USA 2008. R,B: Martin Scorsese. K: Robert Elswit, Ellen Kuras, Andrew Lesnie, Emmanuel Lubezki, Declan Quinn, Robert Richardson, John Toll u.a. S: David Tedeschi. M: The Rolling Stones. P: Concert Productions International.
122 Min. Kinowelt ab 4.4.08

Let There Be Rock!

Von Bettina Schuler Es gibt nur zwei Möglichkeiten: Man haßt oder liebt die Stones. Daß es sich jedoch trotz aller Vorbehalte gegenüber diesen nicht altern wollenden Rockopas lohnen kann, einem über zweistündigen Konzertfilm der Rockband beizuwohnen, zeigt Martin Scorseses Shine a Light. Denn für seine neueste Musikdokumentation ist es dem bekennenden Stones-Anhänger Scorsese gelungen, die Crème de la Crème der Kameramänner zu gewinnen. Wie den zweifachen Oscargewinner Robert Richardson, der schon bei Scorseses fulminantem Aviator dabei war, John Toll, der unter anderem die Kameraführung bei Der schmale Grat übernahm, um nur einige zu nennen.
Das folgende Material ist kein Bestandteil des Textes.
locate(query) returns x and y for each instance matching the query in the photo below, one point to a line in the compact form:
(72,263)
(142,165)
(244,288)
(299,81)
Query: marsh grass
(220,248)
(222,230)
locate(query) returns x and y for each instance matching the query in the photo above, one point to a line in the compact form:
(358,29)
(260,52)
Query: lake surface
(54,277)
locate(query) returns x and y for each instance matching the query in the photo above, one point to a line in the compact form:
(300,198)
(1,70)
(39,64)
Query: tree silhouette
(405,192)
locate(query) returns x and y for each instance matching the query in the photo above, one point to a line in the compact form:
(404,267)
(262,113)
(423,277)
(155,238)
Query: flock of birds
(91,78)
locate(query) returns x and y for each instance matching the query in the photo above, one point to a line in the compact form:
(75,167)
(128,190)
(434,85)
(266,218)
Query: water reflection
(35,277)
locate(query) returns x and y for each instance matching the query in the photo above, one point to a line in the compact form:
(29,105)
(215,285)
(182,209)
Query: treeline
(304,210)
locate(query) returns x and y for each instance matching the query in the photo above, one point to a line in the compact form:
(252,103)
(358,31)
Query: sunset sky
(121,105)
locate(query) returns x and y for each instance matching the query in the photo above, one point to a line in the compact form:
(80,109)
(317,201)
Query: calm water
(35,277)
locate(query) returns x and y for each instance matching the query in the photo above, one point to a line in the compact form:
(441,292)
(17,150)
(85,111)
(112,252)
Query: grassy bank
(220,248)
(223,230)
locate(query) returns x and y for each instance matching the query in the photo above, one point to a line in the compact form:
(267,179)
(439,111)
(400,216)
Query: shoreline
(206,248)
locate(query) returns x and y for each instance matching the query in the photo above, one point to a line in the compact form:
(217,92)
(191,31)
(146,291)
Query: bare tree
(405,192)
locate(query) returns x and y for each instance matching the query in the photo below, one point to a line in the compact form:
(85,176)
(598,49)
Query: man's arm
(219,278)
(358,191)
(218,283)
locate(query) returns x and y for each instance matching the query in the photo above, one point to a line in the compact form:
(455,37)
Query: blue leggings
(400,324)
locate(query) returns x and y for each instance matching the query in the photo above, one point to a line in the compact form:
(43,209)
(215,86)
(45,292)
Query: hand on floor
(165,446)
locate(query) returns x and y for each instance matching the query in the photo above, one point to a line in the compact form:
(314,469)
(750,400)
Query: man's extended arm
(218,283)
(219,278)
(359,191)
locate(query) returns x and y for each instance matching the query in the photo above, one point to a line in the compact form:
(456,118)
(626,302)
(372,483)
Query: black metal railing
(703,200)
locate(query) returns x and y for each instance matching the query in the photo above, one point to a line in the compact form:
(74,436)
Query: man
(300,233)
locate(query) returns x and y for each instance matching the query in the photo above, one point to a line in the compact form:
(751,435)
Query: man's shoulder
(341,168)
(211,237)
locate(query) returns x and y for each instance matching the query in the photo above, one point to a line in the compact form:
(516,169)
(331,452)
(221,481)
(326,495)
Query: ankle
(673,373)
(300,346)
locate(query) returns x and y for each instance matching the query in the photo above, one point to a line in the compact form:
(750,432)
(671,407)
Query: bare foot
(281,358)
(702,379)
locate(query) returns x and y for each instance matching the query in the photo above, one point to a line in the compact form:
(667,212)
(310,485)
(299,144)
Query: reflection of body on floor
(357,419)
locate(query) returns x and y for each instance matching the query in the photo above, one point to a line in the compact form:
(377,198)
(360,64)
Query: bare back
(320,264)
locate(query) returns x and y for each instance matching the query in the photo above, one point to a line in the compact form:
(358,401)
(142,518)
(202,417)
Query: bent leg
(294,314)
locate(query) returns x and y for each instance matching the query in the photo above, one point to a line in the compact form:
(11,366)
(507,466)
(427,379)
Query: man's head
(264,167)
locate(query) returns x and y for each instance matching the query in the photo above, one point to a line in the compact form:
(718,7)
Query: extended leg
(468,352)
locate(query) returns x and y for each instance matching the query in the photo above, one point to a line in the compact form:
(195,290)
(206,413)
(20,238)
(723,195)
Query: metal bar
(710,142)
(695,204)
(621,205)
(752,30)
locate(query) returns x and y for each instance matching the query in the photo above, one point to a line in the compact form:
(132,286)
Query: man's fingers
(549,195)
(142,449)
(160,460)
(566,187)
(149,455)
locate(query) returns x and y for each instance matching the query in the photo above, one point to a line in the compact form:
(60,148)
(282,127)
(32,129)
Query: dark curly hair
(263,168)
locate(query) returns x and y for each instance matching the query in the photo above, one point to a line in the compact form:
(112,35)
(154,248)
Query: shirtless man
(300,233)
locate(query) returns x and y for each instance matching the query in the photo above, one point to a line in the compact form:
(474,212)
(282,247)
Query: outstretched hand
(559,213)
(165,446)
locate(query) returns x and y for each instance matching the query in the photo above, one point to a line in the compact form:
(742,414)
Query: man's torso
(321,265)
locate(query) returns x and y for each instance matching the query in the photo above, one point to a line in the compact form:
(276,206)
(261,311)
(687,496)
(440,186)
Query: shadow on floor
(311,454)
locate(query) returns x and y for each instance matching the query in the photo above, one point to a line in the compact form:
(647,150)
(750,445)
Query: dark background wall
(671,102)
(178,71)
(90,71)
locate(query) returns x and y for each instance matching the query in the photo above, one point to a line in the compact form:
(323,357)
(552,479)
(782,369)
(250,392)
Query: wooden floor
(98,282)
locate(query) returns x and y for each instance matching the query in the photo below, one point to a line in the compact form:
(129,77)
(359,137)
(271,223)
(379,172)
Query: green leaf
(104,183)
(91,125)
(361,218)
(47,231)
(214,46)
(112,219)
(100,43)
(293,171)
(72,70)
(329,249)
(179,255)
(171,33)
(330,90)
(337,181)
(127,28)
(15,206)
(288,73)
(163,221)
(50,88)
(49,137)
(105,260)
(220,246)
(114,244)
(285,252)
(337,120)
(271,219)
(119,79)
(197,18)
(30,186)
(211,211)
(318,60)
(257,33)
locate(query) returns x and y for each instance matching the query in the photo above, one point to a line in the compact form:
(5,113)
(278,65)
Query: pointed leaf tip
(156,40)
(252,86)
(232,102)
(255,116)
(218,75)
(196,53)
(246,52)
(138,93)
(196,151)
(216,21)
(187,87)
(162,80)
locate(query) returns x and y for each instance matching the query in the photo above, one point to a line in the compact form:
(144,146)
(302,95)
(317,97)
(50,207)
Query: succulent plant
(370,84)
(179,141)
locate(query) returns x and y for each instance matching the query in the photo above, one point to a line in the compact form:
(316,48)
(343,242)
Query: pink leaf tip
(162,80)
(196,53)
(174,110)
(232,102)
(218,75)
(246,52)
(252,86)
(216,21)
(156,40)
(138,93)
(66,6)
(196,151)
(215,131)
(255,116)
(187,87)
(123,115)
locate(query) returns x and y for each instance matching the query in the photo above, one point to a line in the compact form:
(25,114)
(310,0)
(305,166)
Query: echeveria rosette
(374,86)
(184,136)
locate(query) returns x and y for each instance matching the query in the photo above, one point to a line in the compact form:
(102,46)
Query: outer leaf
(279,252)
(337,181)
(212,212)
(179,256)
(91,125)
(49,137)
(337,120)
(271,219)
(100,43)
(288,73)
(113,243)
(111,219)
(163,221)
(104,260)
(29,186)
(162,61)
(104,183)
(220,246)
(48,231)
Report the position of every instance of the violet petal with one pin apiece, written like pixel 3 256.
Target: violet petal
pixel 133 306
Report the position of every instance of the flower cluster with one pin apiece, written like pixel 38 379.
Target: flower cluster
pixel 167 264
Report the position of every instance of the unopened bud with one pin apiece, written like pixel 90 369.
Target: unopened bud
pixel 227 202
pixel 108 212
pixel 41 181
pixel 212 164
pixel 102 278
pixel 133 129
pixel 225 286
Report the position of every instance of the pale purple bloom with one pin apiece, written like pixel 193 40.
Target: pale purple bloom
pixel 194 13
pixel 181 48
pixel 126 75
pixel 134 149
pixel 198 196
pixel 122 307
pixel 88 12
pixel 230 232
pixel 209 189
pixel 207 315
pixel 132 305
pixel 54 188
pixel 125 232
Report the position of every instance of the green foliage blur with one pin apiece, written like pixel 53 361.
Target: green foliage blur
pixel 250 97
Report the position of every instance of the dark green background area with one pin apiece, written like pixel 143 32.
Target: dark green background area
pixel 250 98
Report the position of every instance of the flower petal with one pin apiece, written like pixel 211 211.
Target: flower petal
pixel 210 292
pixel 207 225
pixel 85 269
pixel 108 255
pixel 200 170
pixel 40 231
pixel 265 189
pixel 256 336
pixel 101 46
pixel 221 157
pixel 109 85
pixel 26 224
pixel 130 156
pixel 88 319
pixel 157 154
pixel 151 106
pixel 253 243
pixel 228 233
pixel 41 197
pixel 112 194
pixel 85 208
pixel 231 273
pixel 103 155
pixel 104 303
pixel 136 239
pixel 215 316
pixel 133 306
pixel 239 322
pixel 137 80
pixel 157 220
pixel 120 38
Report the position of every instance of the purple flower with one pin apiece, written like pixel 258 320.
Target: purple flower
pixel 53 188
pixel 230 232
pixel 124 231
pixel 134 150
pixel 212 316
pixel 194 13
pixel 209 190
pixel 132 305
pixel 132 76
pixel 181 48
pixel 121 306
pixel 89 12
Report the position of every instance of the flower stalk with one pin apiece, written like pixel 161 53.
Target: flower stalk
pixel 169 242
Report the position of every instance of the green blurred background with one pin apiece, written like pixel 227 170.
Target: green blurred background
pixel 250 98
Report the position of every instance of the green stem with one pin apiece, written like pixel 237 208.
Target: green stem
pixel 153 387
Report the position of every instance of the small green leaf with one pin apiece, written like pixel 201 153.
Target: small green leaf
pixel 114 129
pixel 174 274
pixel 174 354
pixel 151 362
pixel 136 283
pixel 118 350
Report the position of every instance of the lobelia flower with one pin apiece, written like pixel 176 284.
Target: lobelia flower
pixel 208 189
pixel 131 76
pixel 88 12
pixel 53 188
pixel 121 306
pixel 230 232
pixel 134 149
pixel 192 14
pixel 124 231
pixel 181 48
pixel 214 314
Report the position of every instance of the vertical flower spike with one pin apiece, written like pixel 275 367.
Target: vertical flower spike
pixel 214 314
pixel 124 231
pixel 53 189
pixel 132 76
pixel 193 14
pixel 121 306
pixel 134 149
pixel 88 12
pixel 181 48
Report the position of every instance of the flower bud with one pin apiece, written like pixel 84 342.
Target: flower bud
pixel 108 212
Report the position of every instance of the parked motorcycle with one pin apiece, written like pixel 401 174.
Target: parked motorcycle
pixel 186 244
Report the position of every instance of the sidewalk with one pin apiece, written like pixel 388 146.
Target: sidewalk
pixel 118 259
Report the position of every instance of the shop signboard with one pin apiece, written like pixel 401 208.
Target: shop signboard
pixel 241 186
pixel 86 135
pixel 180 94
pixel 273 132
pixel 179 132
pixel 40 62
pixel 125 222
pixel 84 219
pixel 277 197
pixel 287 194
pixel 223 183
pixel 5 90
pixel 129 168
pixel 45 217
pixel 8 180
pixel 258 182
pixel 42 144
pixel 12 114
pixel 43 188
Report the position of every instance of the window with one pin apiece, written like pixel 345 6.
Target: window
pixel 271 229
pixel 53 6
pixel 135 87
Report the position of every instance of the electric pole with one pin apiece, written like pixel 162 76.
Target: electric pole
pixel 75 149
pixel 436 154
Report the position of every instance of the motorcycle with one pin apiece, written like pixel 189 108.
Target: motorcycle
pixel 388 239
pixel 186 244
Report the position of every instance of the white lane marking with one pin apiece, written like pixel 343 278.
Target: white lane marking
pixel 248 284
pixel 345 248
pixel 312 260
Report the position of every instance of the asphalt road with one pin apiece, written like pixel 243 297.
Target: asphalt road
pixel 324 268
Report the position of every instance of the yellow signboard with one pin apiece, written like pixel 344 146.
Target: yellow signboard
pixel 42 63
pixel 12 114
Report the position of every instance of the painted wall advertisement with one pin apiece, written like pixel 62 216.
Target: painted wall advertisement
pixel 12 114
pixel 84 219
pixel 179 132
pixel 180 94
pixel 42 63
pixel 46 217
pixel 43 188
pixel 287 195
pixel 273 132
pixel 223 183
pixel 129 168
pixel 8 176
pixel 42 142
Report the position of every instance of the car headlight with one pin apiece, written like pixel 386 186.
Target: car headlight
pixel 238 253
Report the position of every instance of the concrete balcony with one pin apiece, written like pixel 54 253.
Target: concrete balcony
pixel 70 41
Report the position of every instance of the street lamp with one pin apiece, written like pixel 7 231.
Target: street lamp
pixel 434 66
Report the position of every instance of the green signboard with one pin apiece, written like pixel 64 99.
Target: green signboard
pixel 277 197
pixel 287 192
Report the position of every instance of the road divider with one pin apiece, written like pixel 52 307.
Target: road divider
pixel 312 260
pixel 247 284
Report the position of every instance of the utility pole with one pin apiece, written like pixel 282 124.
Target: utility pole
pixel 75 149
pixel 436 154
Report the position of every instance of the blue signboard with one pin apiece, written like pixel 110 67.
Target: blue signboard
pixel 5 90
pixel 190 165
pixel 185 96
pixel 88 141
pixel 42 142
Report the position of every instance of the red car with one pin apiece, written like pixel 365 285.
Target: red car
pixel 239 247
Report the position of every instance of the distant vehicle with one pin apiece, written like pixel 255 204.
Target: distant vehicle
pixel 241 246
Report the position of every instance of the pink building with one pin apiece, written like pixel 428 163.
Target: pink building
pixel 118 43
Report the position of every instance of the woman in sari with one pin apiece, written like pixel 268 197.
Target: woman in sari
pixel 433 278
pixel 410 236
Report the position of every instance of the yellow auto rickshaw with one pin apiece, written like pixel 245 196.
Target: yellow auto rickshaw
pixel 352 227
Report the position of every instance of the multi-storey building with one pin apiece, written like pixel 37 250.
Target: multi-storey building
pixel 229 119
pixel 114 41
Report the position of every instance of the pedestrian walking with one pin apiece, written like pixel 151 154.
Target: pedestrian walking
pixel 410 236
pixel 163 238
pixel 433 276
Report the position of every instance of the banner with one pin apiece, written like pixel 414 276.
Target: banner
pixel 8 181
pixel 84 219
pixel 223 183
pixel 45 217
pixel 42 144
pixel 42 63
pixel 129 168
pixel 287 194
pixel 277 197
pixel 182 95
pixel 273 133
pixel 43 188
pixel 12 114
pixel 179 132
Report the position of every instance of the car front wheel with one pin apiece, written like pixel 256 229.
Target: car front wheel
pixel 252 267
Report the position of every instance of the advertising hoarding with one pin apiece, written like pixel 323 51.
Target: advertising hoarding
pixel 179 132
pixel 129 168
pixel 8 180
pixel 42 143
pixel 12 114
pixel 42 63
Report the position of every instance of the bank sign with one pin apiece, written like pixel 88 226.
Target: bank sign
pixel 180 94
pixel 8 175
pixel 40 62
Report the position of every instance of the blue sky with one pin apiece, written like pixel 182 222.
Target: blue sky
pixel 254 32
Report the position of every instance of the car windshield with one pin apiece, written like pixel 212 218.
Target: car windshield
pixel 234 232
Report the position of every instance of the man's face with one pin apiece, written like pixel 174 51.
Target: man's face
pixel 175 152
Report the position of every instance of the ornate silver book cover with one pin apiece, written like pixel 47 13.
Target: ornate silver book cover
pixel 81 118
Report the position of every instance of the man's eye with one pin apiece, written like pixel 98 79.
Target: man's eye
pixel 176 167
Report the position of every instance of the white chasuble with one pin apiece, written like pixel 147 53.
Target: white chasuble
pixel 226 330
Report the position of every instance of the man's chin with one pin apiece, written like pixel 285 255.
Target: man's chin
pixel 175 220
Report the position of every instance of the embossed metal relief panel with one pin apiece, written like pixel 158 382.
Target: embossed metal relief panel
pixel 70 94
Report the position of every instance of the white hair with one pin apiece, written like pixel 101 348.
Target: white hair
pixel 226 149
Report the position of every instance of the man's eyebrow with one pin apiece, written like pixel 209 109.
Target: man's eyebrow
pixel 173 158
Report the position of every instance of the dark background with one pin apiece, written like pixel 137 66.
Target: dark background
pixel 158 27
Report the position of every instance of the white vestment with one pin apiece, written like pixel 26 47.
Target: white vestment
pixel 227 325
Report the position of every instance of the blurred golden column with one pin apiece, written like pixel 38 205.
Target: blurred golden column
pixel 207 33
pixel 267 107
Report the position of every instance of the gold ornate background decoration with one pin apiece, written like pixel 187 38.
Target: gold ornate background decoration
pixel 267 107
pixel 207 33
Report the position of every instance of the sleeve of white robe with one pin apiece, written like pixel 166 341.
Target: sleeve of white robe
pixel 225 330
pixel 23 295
Dank dieses künstlerischen Potentials und unterstützt durch einen wahnsinnigen technischen Aufwand fängt Scorsese in Shine a Light Konzertmomente ein, die dem üblichen Besucher im Gedränge der Massen entgehen und die durch die Entfernung zwischen Kamera und Bühne auch die gängigen Konzertmitschnitte nicht leisten können. Noch nie war man als Zuschauer so nah am Geschehen und konnte dem Pärchen Keith Richards und Ron Wood aus nächster Nähe beim musikalischen Kuscheln zu sehen.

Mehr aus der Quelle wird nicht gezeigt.